It’s got my vote, literally

Just came back from voting in the ACT election. For the first time I got to use an electronic voting system. Well, not so much “got to” as “had to“.

The assistants all had a palm pilot where they tap in the voter’s name, tick that they have voted and hand them a little strip of cardboard with a barcode printed on it.

then you walk up to a booth, where a computer screen and numberpad await. Select a language using the down arrows and hit the enter key, then swipe the card through the reader. Tab through the parties until you find one with which you want to place a vote, hit the down arrows to select a candidate and then hit the enter key to assign the next numerical number. There’s even an undo button if you made a mistake.

Once you’re done assigning your votes, hit the finish button. This brings you to the final screen listing your preferences and where you cast your vote simply by swiping your barcode again. On the way out, you put the barcode in the box provided.

As far as I could tell there was no real way to match your barcode with your vote. But theoretically ‘they’ do know the order in which voters registered with any given assistant. ‘They’ could then match this against the order of the strips which the assistant was assigned. I.e. Voter number one got strip number one, which was assigned barcode 58610. Voter two got strip number 58611. Then again I guess that’s trivial to do with a piece of paper too. Not that I care who knows my vote anyway.

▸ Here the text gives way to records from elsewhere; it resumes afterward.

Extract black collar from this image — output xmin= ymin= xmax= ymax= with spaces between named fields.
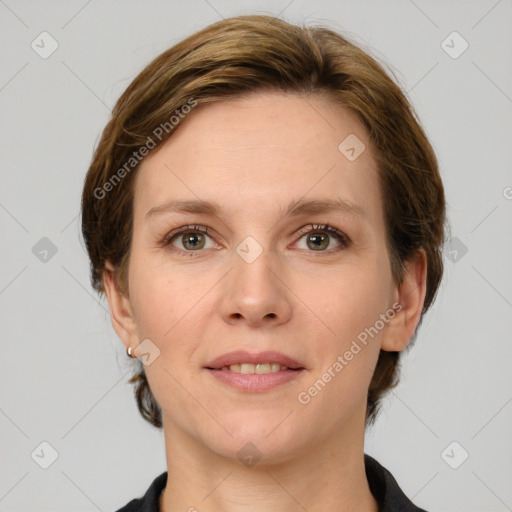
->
xmin=115 ymin=454 xmax=427 ymax=511
xmin=364 ymin=454 xmax=427 ymax=511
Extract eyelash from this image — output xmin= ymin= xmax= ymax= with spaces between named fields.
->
xmin=159 ymin=223 xmax=351 ymax=255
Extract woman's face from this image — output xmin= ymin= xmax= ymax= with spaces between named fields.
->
xmin=107 ymin=91 xmax=420 ymax=464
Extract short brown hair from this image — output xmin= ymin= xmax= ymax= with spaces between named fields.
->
xmin=81 ymin=14 xmax=446 ymax=428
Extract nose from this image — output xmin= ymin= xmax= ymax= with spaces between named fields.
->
xmin=218 ymin=247 xmax=292 ymax=328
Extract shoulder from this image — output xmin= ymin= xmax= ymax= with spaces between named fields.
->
xmin=364 ymin=454 xmax=428 ymax=512
xmin=113 ymin=472 xmax=167 ymax=512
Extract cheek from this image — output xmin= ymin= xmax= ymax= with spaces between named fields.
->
xmin=294 ymin=262 xmax=390 ymax=399
xmin=129 ymin=249 xmax=196 ymax=336
xmin=127 ymin=258 xmax=210 ymax=418
xmin=296 ymin=274 xmax=386 ymax=419
xmin=128 ymin=253 xmax=221 ymax=383
xmin=300 ymin=261 xmax=390 ymax=341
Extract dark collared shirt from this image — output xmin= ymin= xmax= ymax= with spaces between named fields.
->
xmin=114 ymin=454 xmax=427 ymax=511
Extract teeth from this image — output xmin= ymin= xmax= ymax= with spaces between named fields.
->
xmin=240 ymin=364 xmax=253 ymax=374
xmin=255 ymin=363 xmax=271 ymax=374
xmin=227 ymin=363 xmax=290 ymax=374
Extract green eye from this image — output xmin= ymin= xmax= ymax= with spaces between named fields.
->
xmin=306 ymin=232 xmax=330 ymax=250
xmin=295 ymin=224 xmax=349 ymax=252
xmin=162 ymin=225 xmax=215 ymax=252
xmin=181 ymin=232 xmax=206 ymax=250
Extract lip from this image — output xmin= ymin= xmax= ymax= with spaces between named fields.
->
xmin=204 ymin=350 xmax=306 ymax=393
xmin=204 ymin=350 xmax=304 ymax=370
xmin=207 ymin=368 xmax=305 ymax=392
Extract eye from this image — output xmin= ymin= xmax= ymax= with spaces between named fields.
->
xmin=161 ymin=225 xmax=218 ymax=253
xmin=159 ymin=223 xmax=350 ymax=256
xmin=294 ymin=224 xmax=350 ymax=252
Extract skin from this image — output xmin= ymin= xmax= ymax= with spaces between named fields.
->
xmin=103 ymin=91 xmax=427 ymax=512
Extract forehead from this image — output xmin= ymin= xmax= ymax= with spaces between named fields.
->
xmin=133 ymin=91 xmax=382 ymax=226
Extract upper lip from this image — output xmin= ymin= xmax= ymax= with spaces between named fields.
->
xmin=205 ymin=350 xmax=304 ymax=370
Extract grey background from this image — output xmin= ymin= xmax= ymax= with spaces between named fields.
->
xmin=1 ymin=1 xmax=511 ymax=511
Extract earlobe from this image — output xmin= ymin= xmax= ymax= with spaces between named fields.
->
xmin=381 ymin=249 xmax=428 ymax=353
xmin=102 ymin=260 xmax=138 ymax=350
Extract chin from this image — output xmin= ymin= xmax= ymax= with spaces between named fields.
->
xmin=201 ymin=410 xmax=308 ymax=467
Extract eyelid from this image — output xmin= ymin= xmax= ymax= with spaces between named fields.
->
xmin=293 ymin=223 xmax=349 ymax=242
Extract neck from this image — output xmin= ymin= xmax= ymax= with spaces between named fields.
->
xmin=159 ymin=416 xmax=378 ymax=512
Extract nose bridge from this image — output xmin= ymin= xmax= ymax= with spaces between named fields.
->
xmin=219 ymin=235 xmax=291 ymax=326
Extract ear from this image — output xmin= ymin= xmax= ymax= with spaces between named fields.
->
xmin=102 ymin=260 xmax=139 ymax=352
xmin=381 ymin=248 xmax=427 ymax=352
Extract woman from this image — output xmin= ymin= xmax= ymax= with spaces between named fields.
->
xmin=81 ymin=14 xmax=446 ymax=512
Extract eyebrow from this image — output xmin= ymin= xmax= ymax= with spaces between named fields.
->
xmin=146 ymin=197 xmax=367 ymax=222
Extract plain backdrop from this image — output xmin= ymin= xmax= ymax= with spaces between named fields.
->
xmin=1 ymin=1 xmax=511 ymax=511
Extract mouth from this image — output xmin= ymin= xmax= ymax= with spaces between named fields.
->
xmin=205 ymin=350 xmax=305 ymax=371
xmin=204 ymin=350 xmax=305 ymax=392
xmin=212 ymin=362 xmax=297 ymax=374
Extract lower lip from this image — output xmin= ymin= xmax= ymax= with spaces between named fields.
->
xmin=205 ymin=368 xmax=304 ymax=392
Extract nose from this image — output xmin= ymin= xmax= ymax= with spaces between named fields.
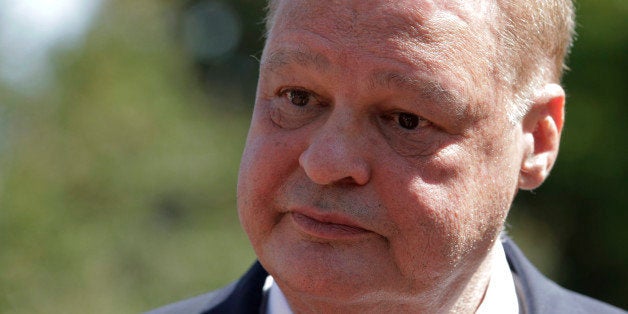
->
xmin=298 ymin=113 xmax=371 ymax=186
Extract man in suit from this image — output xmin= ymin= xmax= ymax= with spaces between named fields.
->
xmin=150 ymin=0 xmax=624 ymax=313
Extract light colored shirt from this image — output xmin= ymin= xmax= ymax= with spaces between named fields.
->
xmin=263 ymin=276 xmax=292 ymax=314
xmin=265 ymin=241 xmax=519 ymax=314
xmin=475 ymin=240 xmax=520 ymax=314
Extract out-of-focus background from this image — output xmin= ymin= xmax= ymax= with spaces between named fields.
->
xmin=0 ymin=0 xmax=625 ymax=312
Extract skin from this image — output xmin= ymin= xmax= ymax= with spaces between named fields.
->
xmin=237 ymin=0 xmax=565 ymax=312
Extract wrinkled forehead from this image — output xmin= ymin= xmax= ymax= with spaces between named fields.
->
xmin=268 ymin=0 xmax=495 ymax=46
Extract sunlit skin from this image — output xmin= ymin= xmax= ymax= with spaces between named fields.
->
xmin=237 ymin=0 xmax=564 ymax=312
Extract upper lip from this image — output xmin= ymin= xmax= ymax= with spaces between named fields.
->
xmin=288 ymin=206 xmax=371 ymax=232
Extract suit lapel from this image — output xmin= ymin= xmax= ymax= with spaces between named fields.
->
xmin=204 ymin=261 xmax=269 ymax=314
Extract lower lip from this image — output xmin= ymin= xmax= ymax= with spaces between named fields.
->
xmin=290 ymin=212 xmax=370 ymax=240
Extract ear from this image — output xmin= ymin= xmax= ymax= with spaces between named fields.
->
xmin=518 ymin=83 xmax=565 ymax=190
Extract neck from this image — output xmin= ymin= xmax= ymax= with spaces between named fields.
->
xmin=278 ymin=242 xmax=500 ymax=314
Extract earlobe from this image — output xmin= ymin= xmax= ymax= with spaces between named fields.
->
xmin=518 ymin=84 xmax=565 ymax=190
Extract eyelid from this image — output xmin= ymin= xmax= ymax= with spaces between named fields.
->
xmin=269 ymin=91 xmax=325 ymax=130
xmin=376 ymin=111 xmax=439 ymax=158
xmin=278 ymin=86 xmax=312 ymax=97
xmin=387 ymin=110 xmax=431 ymax=126
xmin=377 ymin=112 xmax=435 ymax=138
xmin=278 ymin=87 xmax=329 ymax=107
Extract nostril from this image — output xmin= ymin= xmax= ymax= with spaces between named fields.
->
xmin=334 ymin=176 xmax=363 ymax=187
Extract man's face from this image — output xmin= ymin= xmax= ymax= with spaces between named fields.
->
xmin=238 ymin=0 xmax=526 ymax=307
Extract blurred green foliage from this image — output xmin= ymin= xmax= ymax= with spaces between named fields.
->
xmin=0 ymin=0 xmax=625 ymax=313
xmin=0 ymin=1 xmax=255 ymax=312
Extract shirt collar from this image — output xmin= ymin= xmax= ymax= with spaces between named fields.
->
xmin=265 ymin=276 xmax=293 ymax=314
xmin=476 ymin=240 xmax=520 ymax=314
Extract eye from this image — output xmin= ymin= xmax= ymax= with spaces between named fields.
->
xmin=379 ymin=111 xmax=438 ymax=158
xmin=379 ymin=110 xmax=433 ymax=138
xmin=394 ymin=112 xmax=431 ymax=130
xmin=269 ymin=87 xmax=326 ymax=129
xmin=285 ymin=89 xmax=315 ymax=107
xmin=398 ymin=112 xmax=419 ymax=129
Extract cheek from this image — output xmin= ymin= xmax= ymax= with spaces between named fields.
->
xmin=237 ymin=112 xmax=305 ymax=240
xmin=374 ymin=140 xmax=516 ymax=273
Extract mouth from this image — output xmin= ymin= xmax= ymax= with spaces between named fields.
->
xmin=289 ymin=210 xmax=372 ymax=240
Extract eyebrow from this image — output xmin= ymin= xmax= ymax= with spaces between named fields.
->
xmin=262 ymin=49 xmax=331 ymax=73
xmin=372 ymin=71 xmax=467 ymax=108
xmin=261 ymin=48 xmax=468 ymax=118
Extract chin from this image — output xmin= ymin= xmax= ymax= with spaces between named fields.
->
xmin=257 ymin=231 xmax=405 ymax=303
xmin=268 ymin=258 xmax=377 ymax=302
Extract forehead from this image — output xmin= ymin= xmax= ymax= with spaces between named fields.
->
xmin=269 ymin=0 xmax=494 ymax=46
xmin=266 ymin=0 xmax=498 ymax=103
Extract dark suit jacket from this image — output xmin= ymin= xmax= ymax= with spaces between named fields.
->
xmin=146 ymin=239 xmax=625 ymax=313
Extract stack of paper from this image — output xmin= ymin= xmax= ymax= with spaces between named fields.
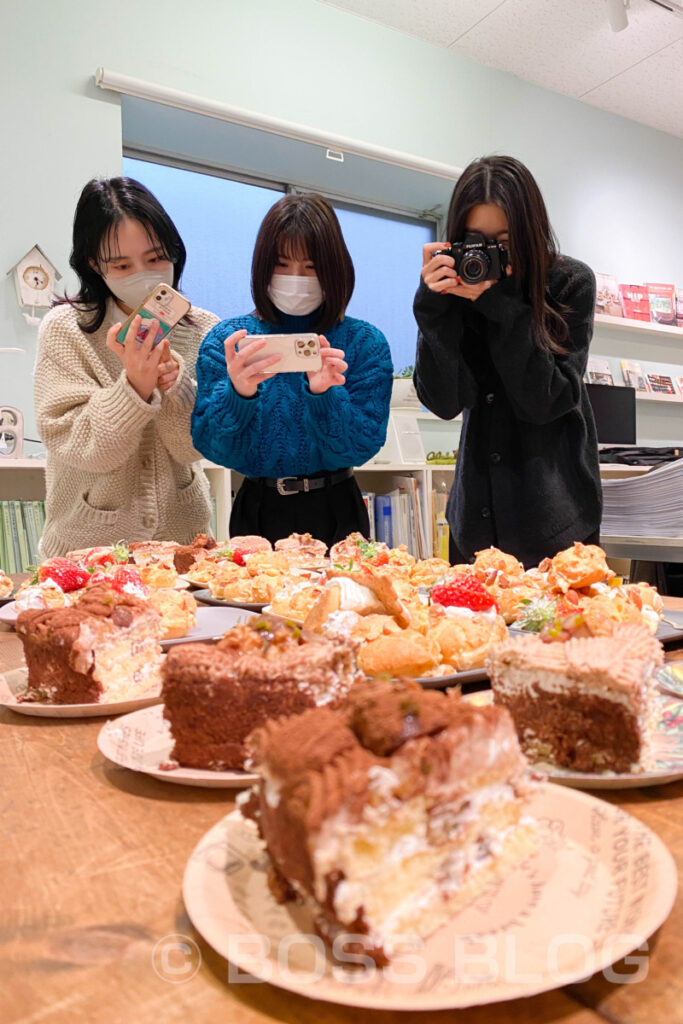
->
xmin=601 ymin=459 xmax=683 ymax=537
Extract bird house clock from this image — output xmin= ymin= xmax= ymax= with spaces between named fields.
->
xmin=8 ymin=245 xmax=61 ymax=317
xmin=0 ymin=407 xmax=23 ymax=459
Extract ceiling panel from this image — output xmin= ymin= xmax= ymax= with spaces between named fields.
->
xmin=318 ymin=0 xmax=683 ymax=139
xmin=316 ymin=0 xmax=505 ymax=47
xmin=581 ymin=36 xmax=683 ymax=138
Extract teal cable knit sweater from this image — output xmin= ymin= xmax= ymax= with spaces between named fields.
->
xmin=191 ymin=311 xmax=393 ymax=477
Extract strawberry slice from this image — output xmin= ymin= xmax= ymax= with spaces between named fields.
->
xmin=431 ymin=573 xmax=498 ymax=612
xmin=37 ymin=558 xmax=90 ymax=593
xmin=84 ymin=541 xmax=130 ymax=569
xmin=109 ymin=565 xmax=149 ymax=598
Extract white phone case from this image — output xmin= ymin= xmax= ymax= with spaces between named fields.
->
xmin=237 ymin=333 xmax=322 ymax=373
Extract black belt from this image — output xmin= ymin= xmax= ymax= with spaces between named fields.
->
xmin=257 ymin=468 xmax=353 ymax=496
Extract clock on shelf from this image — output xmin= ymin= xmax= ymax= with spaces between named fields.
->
xmin=0 ymin=407 xmax=24 ymax=460
xmin=7 ymin=244 xmax=61 ymax=313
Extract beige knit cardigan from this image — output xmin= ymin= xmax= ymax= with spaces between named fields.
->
xmin=35 ymin=299 xmax=220 ymax=558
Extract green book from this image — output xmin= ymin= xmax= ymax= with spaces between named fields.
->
xmin=11 ymin=501 xmax=30 ymax=570
xmin=0 ymin=502 xmax=7 ymax=572
xmin=4 ymin=501 xmax=19 ymax=573
xmin=22 ymin=501 xmax=40 ymax=566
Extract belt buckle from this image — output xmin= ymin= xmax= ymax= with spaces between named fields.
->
xmin=276 ymin=476 xmax=300 ymax=496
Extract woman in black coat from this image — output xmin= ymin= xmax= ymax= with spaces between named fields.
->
xmin=413 ymin=155 xmax=601 ymax=568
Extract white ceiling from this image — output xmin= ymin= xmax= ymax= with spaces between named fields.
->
xmin=317 ymin=0 xmax=683 ymax=140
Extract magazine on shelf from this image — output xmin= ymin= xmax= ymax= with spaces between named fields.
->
xmin=595 ymin=273 xmax=622 ymax=317
xmin=618 ymin=284 xmax=650 ymax=322
xmin=646 ymin=373 xmax=676 ymax=395
xmin=645 ymin=282 xmax=677 ymax=326
xmin=586 ymin=357 xmax=614 ymax=386
xmin=620 ymin=360 xmax=649 ymax=392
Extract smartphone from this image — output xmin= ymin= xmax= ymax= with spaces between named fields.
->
xmin=116 ymin=283 xmax=191 ymax=346
xmin=236 ymin=333 xmax=322 ymax=373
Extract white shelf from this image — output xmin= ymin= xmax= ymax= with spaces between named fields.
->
xmin=0 ymin=459 xmax=46 ymax=469
xmin=635 ymin=391 xmax=682 ymax=403
xmin=595 ymin=313 xmax=683 ymax=338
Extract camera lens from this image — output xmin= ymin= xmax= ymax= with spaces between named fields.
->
xmin=461 ymin=253 xmax=488 ymax=283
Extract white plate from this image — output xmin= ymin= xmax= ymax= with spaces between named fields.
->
xmin=0 ymin=601 xmax=18 ymax=624
xmin=0 ymin=601 xmax=254 ymax=644
xmin=160 ymin=605 xmax=256 ymax=648
xmin=97 ymin=704 xmax=258 ymax=788
xmin=192 ymin=588 xmax=267 ymax=612
xmin=0 ymin=667 xmax=162 ymax=718
xmin=182 ymin=792 xmax=676 ymax=1010
xmin=466 ymin=691 xmax=683 ymax=788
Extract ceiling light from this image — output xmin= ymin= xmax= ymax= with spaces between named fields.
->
xmin=605 ymin=0 xmax=629 ymax=30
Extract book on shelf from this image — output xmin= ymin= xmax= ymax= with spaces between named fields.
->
xmin=374 ymin=494 xmax=393 ymax=548
xmin=586 ymin=357 xmax=614 ymax=386
xmin=646 ymin=373 xmax=677 ymax=395
xmin=618 ymin=284 xmax=650 ymax=322
xmin=0 ymin=499 xmax=45 ymax=572
xmin=595 ymin=273 xmax=622 ymax=317
xmin=645 ymin=282 xmax=677 ymax=326
xmin=362 ymin=492 xmax=376 ymax=541
xmin=620 ymin=360 xmax=649 ymax=391
xmin=394 ymin=475 xmax=427 ymax=558
xmin=677 ymin=288 xmax=683 ymax=329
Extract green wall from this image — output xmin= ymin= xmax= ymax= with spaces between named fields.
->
xmin=3 ymin=0 xmax=683 ymax=442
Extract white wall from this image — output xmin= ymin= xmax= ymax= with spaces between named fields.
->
xmin=3 ymin=0 xmax=683 ymax=443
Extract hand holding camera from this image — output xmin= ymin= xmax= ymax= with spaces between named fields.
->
xmin=422 ymin=232 xmax=510 ymax=301
xmin=306 ymin=335 xmax=347 ymax=395
xmin=225 ymin=330 xmax=282 ymax=398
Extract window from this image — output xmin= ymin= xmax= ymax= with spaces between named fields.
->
xmin=123 ymin=156 xmax=435 ymax=372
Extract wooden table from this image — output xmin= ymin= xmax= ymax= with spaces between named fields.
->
xmin=2 ymin=598 xmax=683 ymax=1024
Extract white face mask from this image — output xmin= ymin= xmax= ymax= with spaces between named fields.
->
xmin=267 ymin=274 xmax=323 ymax=316
xmin=103 ymin=266 xmax=175 ymax=310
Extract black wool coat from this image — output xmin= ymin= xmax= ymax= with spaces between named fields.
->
xmin=413 ymin=255 xmax=602 ymax=568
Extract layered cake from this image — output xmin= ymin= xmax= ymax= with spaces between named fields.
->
xmin=161 ymin=618 xmax=363 ymax=770
xmin=173 ymin=533 xmax=218 ymax=574
xmin=242 ymin=678 xmax=537 ymax=963
xmin=486 ymin=622 xmax=663 ymax=773
xmin=16 ymin=584 xmax=163 ymax=703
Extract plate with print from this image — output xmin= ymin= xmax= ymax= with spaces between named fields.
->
xmin=181 ymin=789 xmax=676 ymax=1010
xmin=0 ymin=667 xmax=162 ymax=718
xmin=97 ymin=704 xmax=257 ymax=788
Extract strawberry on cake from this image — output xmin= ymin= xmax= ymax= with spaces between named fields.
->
xmin=427 ymin=574 xmax=507 ymax=672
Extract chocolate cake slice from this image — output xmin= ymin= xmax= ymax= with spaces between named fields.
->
xmin=173 ymin=533 xmax=218 ymax=574
xmin=241 ymin=678 xmax=537 ymax=963
xmin=16 ymin=584 xmax=163 ymax=704
xmin=161 ymin=618 xmax=363 ymax=770
xmin=486 ymin=622 xmax=663 ymax=773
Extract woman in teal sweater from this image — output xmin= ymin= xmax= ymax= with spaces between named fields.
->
xmin=192 ymin=194 xmax=393 ymax=547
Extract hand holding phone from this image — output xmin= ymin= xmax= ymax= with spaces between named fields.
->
xmin=236 ymin=333 xmax=322 ymax=373
xmin=115 ymin=283 xmax=191 ymax=347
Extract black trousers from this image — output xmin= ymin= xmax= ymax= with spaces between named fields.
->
xmin=229 ymin=472 xmax=370 ymax=550
xmin=448 ymin=528 xmax=601 ymax=568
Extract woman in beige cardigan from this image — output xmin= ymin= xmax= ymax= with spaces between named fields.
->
xmin=35 ymin=177 xmax=218 ymax=558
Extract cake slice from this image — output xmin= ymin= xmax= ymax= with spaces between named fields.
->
xmin=16 ymin=583 xmax=163 ymax=703
xmin=161 ymin=618 xmax=364 ymax=770
xmin=242 ymin=678 xmax=537 ymax=963
xmin=486 ymin=622 xmax=663 ymax=773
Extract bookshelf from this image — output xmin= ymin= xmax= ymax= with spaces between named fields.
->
xmin=594 ymin=313 xmax=683 ymax=338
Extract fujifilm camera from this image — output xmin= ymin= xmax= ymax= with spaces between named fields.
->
xmin=433 ymin=230 xmax=508 ymax=285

It seemed quite smooth. I’m sure it will make tallying up the result much easier, but I can say for certain that it is not easier than a piece of paper and a pencil.

2 Responses to “It’s got my vote, literally”

  • I’m more concerned that there seems to be no auditing capability in the above. How do scutineers look over the results? How do you know that when you voted 1 for Osama, 2 for Saddam, that 1 for Osama and 2 for Saddam ended up in the computer, and can’t be changed later?

    I hope this isn’t the way the rest of Australia is going to go down.

  • True, I guess you have to trust the software and the people who wrote it. I wonder whether the process is transparent, or whether it’s the lovechild of some proprietary software company.